Its stock's 41 percent jump on Day One may herald a shift in sentiment
With all eyes in the cleantech world focused on Tesla Motors' (TSLA) first day of trading on June 29, venture capitalists and industry executives released a collective cheer when the stock of the electric vehicle maker surged 41 percent. Even sweeter, the investor support came on a day when the Standard & Poor's 500-stock index and Nasdaq both plunged more than 3 percent.
It's been a grim time for cleantech investors. Prior to Tesla, there hadn't been a U.S.-based initial public offering since A123 Systems (AONE), a maker of batteries for electric cars, went public in September. With stock markets worldwide reeling, solar-panel maker Solyndra pulled its IPO filing on June 18, choosing instead to raise $175 million in debt.

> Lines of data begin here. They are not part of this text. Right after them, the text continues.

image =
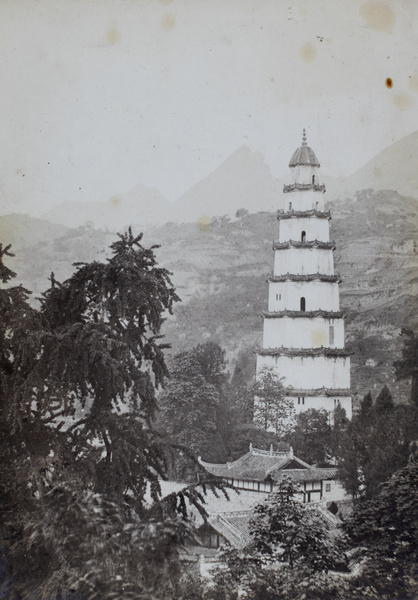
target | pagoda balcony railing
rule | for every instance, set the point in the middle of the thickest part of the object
(321, 351)
(318, 392)
(296, 314)
(309, 277)
(295, 244)
(293, 187)
(320, 214)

That was only part of the reason for skepticism leading up to Tesla's first day of trading. The company has been losing money since opening for business in 2003, and Tesla says it won't see profitability for at least two years as it moves from selling $109,000 sports cars to cheaper sedans.

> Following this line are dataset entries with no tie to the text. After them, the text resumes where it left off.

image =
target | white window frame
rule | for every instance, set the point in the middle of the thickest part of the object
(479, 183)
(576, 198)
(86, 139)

The Palo Alto (Calif.)-based company's shares rallied on Day One to a stock-market value in excess of $2 billion. Chief Executive Officer Elon Musk sold shares worth at least $24 million. The strong showing had investors seeing a window of opportunity for more "liquidity events," to use a Silicon Valley term for IPO. "It really lubricates the way," says Nat Goldhaber, managing director of Claremont Creek Ventures in Oakland, Calif., which invests in energy-conservation companies. "You'll see a rush of bankers and companies trying to push through new green-based IPOs."
The Next Cleantech IPO?
No one knows which cleantech company might go public next, but the likeliest are those that, like Tesla, have raised tremendous amounts of money—and thus need to find a way to pay back investors. Fuel-cell manufacturer Bloom Energy, biofuel producer Sapphire Energy, and solar companies eSolar and BrightSource Energy each have raised at least $100?million in venture capital. Better Place, which is trying to build a network of battery-swapping facilities—sort of like filling stations for electric cars—raised $350 million in May.
For these and other cleantech companies, the Tesla IPO "is a real confidence builder," says Gary Bloom, the CEO of eMeter, which makes software to help utilities manage data and bolster energy efficiency. EMeter has raised more than $70 million. While the decade-old company isn't preparing for an IPO, Bloom says, Tesla's success is "proving that things are moving in the cleantech sector and that there's real deliverables."
Bloom is quick to caution against reading too much into Tesla's opening-day gains. After A123 raced out of the gates on Sept. 24, the stock proceeded to lose half its value over the next nine months and continues to sell below its offer price.
The bottom line Tesla's initial public offering may be a "real confidence builder" that paves the way for more cleantech IPOs.